Epilepsy, which may be difficult to control despite multiple antiepileptic medications, is present in less than 10% of survivors. The first seizure after the acute phase usually occurs within the first 2 years, although it may occur much later. Seizures are generally focal or have a focal onset. Most patients with epilepsy had transient focal seizures during the acute phase. However, seizures during the acute phase do not independently predict the occurrence of late seizures.

The presence of a persistent neurologic deficit other than sensorineural hearing loss is a risk factor for late manifestation of seizures (ie, seizures appearing for the first time in the late stages of hospitalization or after a period of weeks to years after discharge). In one study, all patients with a persistent deficit other than sensorineural hearing loss went on to have recurrent seizures after Hib meningitis.

Provision of appropriately selected anticonvulsants with consideration of seizure type and age of patient is necessary in patients with persistent seizures.
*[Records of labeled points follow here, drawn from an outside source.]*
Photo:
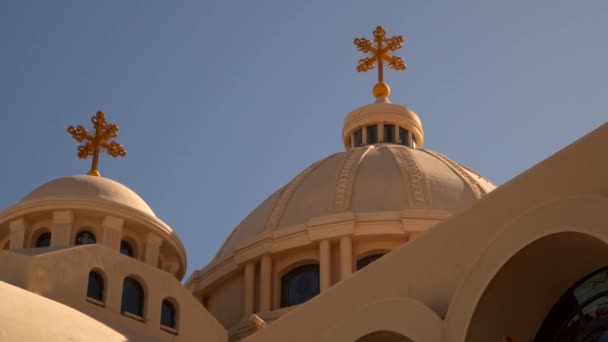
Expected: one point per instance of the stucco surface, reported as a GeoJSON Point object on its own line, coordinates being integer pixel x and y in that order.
{"type": "Point", "coordinates": [376, 178]}
{"type": "Point", "coordinates": [87, 188]}
{"type": "Point", "coordinates": [475, 264]}
{"type": "Point", "coordinates": [26, 316]}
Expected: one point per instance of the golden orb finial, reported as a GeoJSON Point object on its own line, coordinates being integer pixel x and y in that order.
{"type": "Point", "coordinates": [99, 140]}
{"type": "Point", "coordinates": [380, 55]}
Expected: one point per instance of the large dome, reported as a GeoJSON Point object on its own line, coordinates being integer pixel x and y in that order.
{"type": "Point", "coordinates": [368, 179]}
{"type": "Point", "coordinates": [88, 189]}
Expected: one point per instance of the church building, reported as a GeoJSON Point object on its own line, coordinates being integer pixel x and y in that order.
{"type": "Point", "coordinates": [384, 241]}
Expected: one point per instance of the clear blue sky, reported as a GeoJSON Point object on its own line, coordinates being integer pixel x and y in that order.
{"type": "Point", "coordinates": [222, 102]}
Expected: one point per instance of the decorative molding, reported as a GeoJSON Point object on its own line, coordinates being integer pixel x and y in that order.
{"type": "Point", "coordinates": [344, 185]}
{"type": "Point", "coordinates": [420, 195]}
{"type": "Point", "coordinates": [281, 203]}
{"type": "Point", "coordinates": [462, 173]}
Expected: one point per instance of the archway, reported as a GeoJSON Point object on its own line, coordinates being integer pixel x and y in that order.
{"type": "Point", "coordinates": [521, 294]}
{"type": "Point", "coordinates": [384, 336]}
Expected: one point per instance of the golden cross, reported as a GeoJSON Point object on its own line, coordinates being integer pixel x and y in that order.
{"type": "Point", "coordinates": [380, 54]}
{"type": "Point", "coordinates": [100, 140]}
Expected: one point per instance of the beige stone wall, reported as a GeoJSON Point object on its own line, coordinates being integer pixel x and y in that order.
{"type": "Point", "coordinates": [62, 275]}
{"type": "Point", "coordinates": [491, 272]}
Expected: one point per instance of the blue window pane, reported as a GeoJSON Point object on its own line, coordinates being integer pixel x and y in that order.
{"type": "Point", "coordinates": [168, 314]}
{"type": "Point", "coordinates": [299, 285]}
{"type": "Point", "coordinates": [126, 248]}
{"type": "Point", "coordinates": [361, 263]}
{"type": "Point", "coordinates": [372, 134]}
{"type": "Point", "coordinates": [95, 288]}
{"type": "Point", "coordinates": [389, 133]}
{"type": "Point", "coordinates": [403, 137]}
{"type": "Point", "coordinates": [44, 240]}
{"type": "Point", "coordinates": [85, 238]}
{"type": "Point", "coordinates": [358, 138]}
{"type": "Point", "coordinates": [132, 297]}
{"type": "Point", "coordinates": [581, 314]}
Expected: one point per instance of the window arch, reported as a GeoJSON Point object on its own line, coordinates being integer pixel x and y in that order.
{"type": "Point", "coordinates": [366, 260]}
{"type": "Point", "coordinates": [43, 240]}
{"type": "Point", "coordinates": [168, 314]}
{"type": "Point", "coordinates": [126, 248]}
{"type": "Point", "coordinates": [581, 314]}
{"type": "Point", "coordinates": [132, 297]}
{"type": "Point", "coordinates": [85, 237]}
{"type": "Point", "coordinates": [299, 285]}
{"type": "Point", "coordinates": [95, 289]}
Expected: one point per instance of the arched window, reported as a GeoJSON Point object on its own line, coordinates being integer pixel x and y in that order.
{"type": "Point", "coordinates": [85, 237]}
{"type": "Point", "coordinates": [132, 297]}
{"type": "Point", "coordinates": [361, 263]}
{"type": "Point", "coordinates": [299, 285]}
{"type": "Point", "coordinates": [581, 314]}
{"type": "Point", "coordinates": [168, 314]}
{"type": "Point", "coordinates": [43, 240]}
{"type": "Point", "coordinates": [126, 248]}
{"type": "Point", "coordinates": [96, 286]}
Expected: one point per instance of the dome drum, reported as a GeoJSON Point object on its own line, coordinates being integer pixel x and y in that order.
{"type": "Point", "coordinates": [401, 119]}
{"type": "Point", "coordinates": [110, 213]}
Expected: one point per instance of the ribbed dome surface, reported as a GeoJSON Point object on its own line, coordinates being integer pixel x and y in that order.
{"type": "Point", "coordinates": [377, 178]}
{"type": "Point", "coordinates": [88, 188]}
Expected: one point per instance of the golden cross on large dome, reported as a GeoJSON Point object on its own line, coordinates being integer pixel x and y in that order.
{"type": "Point", "coordinates": [380, 54]}
{"type": "Point", "coordinates": [99, 140]}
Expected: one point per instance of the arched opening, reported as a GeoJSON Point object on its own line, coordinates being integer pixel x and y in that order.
{"type": "Point", "coordinates": [126, 248]}
{"type": "Point", "coordinates": [95, 289]}
{"type": "Point", "coordinates": [521, 294]}
{"type": "Point", "coordinates": [168, 314]}
{"type": "Point", "coordinates": [43, 240]}
{"type": "Point", "coordinates": [366, 260]}
{"type": "Point", "coordinates": [85, 237]}
{"type": "Point", "coordinates": [299, 285]}
{"type": "Point", "coordinates": [581, 314]}
{"type": "Point", "coordinates": [132, 298]}
{"type": "Point", "coordinates": [384, 336]}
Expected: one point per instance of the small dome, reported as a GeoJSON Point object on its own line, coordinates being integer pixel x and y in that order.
{"type": "Point", "coordinates": [88, 188]}
{"type": "Point", "coordinates": [368, 179]}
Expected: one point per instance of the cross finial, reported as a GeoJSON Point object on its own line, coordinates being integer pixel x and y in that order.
{"type": "Point", "coordinates": [99, 140]}
{"type": "Point", "coordinates": [380, 54]}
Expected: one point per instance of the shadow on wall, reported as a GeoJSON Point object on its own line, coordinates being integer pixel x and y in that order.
{"type": "Point", "coordinates": [524, 290]}
{"type": "Point", "coordinates": [384, 336]}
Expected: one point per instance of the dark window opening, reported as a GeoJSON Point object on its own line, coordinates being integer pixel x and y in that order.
{"type": "Point", "coordinates": [168, 315]}
{"type": "Point", "coordinates": [95, 287]}
{"type": "Point", "coordinates": [372, 134]}
{"type": "Point", "coordinates": [403, 137]}
{"type": "Point", "coordinates": [126, 248]}
{"type": "Point", "coordinates": [581, 314]}
{"type": "Point", "coordinates": [359, 138]}
{"type": "Point", "coordinates": [389, 133]}
{"type": "Point", "coordinates": [132, 297]}
{"type": "Point", "coordinates": [85, 237]}
{"type": "Point", "coordinates": [43, 240]}
{"type": "Point", "coordinates": [361, 263]}
{"type": "Point", "coordinates": [299, 285]}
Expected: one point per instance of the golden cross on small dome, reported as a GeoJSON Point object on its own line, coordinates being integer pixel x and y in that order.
{"type": "Point", "coordinates": [380, 54]}
{"type": "Point", "coordinates": [104, 131]}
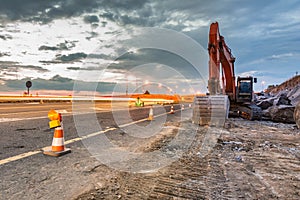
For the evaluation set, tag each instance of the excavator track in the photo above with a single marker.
(210, 110)
(247, 111)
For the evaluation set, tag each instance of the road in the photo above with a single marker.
(24, 132)
(244, 160)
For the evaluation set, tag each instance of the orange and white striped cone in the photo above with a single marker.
(58, 144)
(172, 110)
(150, 114)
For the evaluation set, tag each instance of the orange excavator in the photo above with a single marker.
(226, 95)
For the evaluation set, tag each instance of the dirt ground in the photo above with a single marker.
(246, 160)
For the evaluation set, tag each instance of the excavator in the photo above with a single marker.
(227, 96)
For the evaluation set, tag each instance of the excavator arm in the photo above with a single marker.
(220, 58)
(224, 95)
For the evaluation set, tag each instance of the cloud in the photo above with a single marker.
(67, 45)
(71, 57)
(56, 83)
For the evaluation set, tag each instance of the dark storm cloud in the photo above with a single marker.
(129, 61)
(67, 45)
(55, 83)
(9, 66)
(47, 10)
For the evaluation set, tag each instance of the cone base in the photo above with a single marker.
(48, 151)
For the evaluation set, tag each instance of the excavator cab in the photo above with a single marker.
(244, 90)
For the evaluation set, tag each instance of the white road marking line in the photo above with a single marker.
(30, 153)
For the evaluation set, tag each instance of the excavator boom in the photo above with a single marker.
(224, 93)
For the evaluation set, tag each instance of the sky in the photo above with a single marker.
(132, 46)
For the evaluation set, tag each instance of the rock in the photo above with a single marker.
(282, 113)
(282, 99)
(294, 95)
(297, 114)
(266, 114)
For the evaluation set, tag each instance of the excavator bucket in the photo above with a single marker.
(211, 110)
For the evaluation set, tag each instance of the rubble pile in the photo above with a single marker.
(281, 106)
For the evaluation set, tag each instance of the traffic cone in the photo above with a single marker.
(172, 110)
(150, 114)
(58, 140)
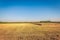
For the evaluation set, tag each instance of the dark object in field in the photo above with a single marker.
(39, 24)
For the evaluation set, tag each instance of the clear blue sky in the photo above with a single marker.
(29, 10)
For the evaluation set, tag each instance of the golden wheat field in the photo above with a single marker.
(30, 31)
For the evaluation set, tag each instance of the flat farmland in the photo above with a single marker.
(30, 31)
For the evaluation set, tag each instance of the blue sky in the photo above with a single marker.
(29, 10)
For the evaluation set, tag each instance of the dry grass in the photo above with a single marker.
(29, 31)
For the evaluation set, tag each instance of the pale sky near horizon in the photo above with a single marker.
(29, 10)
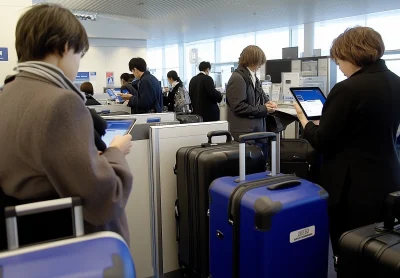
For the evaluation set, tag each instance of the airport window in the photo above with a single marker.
(232, 46)
(172, 56)
(155, 58)
(272, 42)
(383, 23)
(205, 51)
(327, 31)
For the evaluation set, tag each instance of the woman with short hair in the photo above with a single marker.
(357, 133)
(50, 150)
(248, 104)
(178, 99)
(87, 88)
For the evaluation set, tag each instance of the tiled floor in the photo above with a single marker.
(331, 270)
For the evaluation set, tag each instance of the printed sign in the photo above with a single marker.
(3, 54)
(302, 234)
(82, 76)
(110, 77)
(193, 55)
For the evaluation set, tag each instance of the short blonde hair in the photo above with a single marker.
(252, 55)
(359, 45)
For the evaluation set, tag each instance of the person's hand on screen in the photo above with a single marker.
(123, 143)
(125, 96)
(271, 106)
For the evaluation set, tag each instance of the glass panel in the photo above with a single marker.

Generally, patients respond well to treatment and have no recurrence for the ensuing year. In such cases, medications may be discontinued at the end of a year of treatment with small risk for recurrence. A second group continues to have seizures despite the first appropriately chosen drug. Their seizures remain difficult to control despite multiple anticonvulsants.

Occasionally, persistent seizures manifest in children who have had Hib meningitis but who recover fully and without any evidence on examination of focal neurologic deficits. These children are usually found to have structural brain abnormalities on brain imaging. In some of these cases, if seizures are intractable, as well as in cases where persistent deficits are mild or moderate, epilepsy surgery can be considered at an appropriately remote time from acute hospitalization.